A final point pertains to the lack of institutional context for these BLE analyses. I am aware of only one study that tries to estimate the overall welfare effects of consumer access to overdraft protection, and that study estimates a consumer welfare surplus of about $50 per person ($2 billion overall in the economy) through avoided bounced-check fees and reduced precautionary balances. More generally, there is an intrinsic link between overdraft protection and access to free checking. I discuss it in my paper, but one analysis notes that in the year following the amendments to Reg E, the percentage of bank accounts eligible for free checking declined from 76% to 65%, meaning that new bank account fees (such as monthly fees and higher minimum balances) were being assessed to offset the reduction in consumer use of overdraft protection. Now there is an interesting economic discussion to be had as to whether consumers on net are better off with more access to free checking (combined with overdraft fees) or higher monthly bank account fees and related questions about consumer cross-subsidies. According to the data that was provided to me in writing my article, at one about 2/3 of low-balance free-checking bank customers never incur an overdraft fee and thus have entirely free checking. Imposing monthly maintenance fees on those customers (say $60-$180 a year) plus fees for other services would likely push many of them out of the banking system entirely. Once you combine the higher checking fees for these consumers, the costs to society of increasing the unbanked population (and their reliance on high-cost products such as check cashers, pawn shops, and auto title lenders), plus the harm to heavy overdrafters forced to turn to payday lending and other expensive alternatives, it is at least an open question as to whether consumers would be better off.
But a serious welfare analysis of reducing overdraft access has to take all of these factors into account. Heavy overdrafters use the product because they have limited options available to them. It is possible that taking away a preferred option (as demonstrated by their choices) from consumers with already limited options can theoretically make them better off. But it sure isn’t obvious.
A final word that I just can’t resist observing–what is up with the Harvard Law Review and the Chicago Law Review? I think that the fact that leading law reviews are rife with this type of BLE articles–hand-waving papers that treat alternative hypotheses as straw-men and ignore contrary evidence–is why law reviews are so lacking in credibility with the rest of the academy.
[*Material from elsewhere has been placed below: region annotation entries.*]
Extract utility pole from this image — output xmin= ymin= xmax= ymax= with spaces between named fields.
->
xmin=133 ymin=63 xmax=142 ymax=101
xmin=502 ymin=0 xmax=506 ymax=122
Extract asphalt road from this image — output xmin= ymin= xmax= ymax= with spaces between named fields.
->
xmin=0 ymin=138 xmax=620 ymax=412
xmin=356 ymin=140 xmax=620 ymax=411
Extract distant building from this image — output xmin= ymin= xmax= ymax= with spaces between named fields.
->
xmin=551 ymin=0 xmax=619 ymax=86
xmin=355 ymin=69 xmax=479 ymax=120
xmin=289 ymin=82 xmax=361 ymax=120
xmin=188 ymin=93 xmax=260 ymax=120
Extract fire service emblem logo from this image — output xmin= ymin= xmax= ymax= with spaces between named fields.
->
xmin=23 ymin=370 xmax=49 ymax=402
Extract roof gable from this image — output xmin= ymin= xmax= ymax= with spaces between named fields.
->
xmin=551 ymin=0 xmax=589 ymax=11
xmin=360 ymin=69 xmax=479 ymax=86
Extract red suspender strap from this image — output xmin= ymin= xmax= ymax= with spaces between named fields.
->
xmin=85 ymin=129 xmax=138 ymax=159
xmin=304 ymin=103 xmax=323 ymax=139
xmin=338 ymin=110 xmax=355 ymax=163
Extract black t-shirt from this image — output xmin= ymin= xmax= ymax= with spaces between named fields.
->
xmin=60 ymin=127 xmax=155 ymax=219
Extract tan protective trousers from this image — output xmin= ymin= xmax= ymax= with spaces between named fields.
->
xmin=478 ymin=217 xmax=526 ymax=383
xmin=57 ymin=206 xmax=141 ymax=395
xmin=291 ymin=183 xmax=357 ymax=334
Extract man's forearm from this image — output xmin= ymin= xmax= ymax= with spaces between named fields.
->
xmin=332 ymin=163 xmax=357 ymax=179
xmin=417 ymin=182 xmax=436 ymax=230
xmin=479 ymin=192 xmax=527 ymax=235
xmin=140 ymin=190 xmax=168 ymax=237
Yet we seem to be trapped in a suboptimal cartel-type market where top law reviews use proxies for quality measures that they can’t observe directly. In my view, it really is a problem. At GMU we compensate by largely treating the “placement” of a law review article as essentially having no signaling value for quality, especially for any articles outside of Constitutional law, which strikes me as probably the optimal policy given the ill-suited nature of law reviews for processing these sorts of articles.